International exporting enterprises, particularly those supplying markets such as the EU, the United States, or Japan, require PCF to comply with carbon border regulations (such as the EU CBAM) and stringent environmental standards.
In addition, logistics and transportation sectors should apply PCF, as emissions mainly originate from operational fuel use; calculation supports cost optimization and reduction of legal risks.
Finally, energy and resource enterprises such as electricity generation, oil and gas, and mining need to determine carbon footprints per unit of product (e.g. kWh of electricity, liters of fuel) to support ESG disclosure and carbon credit trading.
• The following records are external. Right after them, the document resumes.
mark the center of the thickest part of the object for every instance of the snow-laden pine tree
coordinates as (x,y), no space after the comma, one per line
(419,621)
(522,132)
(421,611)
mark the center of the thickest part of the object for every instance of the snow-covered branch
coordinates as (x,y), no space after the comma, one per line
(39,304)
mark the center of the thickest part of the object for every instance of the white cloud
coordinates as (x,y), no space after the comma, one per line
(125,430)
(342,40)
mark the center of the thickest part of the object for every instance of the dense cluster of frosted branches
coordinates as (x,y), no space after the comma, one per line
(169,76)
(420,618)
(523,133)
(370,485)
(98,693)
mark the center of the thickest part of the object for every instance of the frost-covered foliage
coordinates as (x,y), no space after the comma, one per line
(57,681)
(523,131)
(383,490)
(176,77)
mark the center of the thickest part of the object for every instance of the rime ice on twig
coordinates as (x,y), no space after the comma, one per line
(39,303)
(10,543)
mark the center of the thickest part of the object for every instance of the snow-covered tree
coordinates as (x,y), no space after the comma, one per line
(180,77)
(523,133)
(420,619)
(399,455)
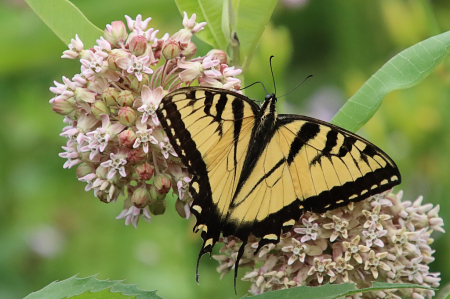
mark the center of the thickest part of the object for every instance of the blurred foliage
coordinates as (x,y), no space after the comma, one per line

What benefits does PCF calculation bring to enterprises?
The calculation of product carbon footprint not only enables enterprises to clearly understand greenhouse gas emissions at each stage of production, but also delivers multiple strategic values. It serves as a basis for evaluating environmental performance, optimizing operations, and building a sustainable corporate image in the perception of partners and consumers. The following are notable benefits that PCF calculation provides to enterprises:
- Create differentiation and enhance competitive advantage for the enterprise.
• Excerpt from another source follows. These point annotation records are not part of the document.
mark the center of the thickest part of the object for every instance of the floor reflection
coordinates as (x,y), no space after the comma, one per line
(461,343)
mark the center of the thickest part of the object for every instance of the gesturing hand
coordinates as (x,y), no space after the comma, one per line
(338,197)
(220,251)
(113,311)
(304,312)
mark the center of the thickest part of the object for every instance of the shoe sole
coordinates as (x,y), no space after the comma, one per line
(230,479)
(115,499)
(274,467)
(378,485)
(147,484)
- Support business decision-making and social responsibility.
The quantification of product carbon footprint is not only the starting point for emission reduction strategies but also an essential tool enabling enterprises and individuals to proactively respond to climate change.
- Enhance individual awareness: enabling consumers to understand the environmental impacts of daily choices, thereby supporting more sustainable consumption decisions.
- Identify key emission sources: allowing enterprises to recognize stages with high greenhouse gas emissions throughout the product life cycle—from raw materials and production to distribution and post-consumption treatment.
- Establish a foundation for Net Zero targets: carbon footprint measurement is a prerequisite for developing effective and verifiable emission reduction pathways in accordance with international standards such as PAS 2050 or ISO 14067.
- Increase transparency in ESG reporting: providing quantitative data for sustainability reporting and strengthening credibility among investors and international partners.
- Improve operational efficiency: through optimization of production processes and more efficient energy use, contributing to long-term cost reduction.
Conclusion
The calculation of product carbon footprint is not merely a technical step within the sustainable management chain, but also a measure of an enterprise’s environmental responsibility. When emissions data are clearly quantified, enterprises can proactively improve processes, reduce risks, and enhance competitive advantages in a context where the green economy is becoming a global trend.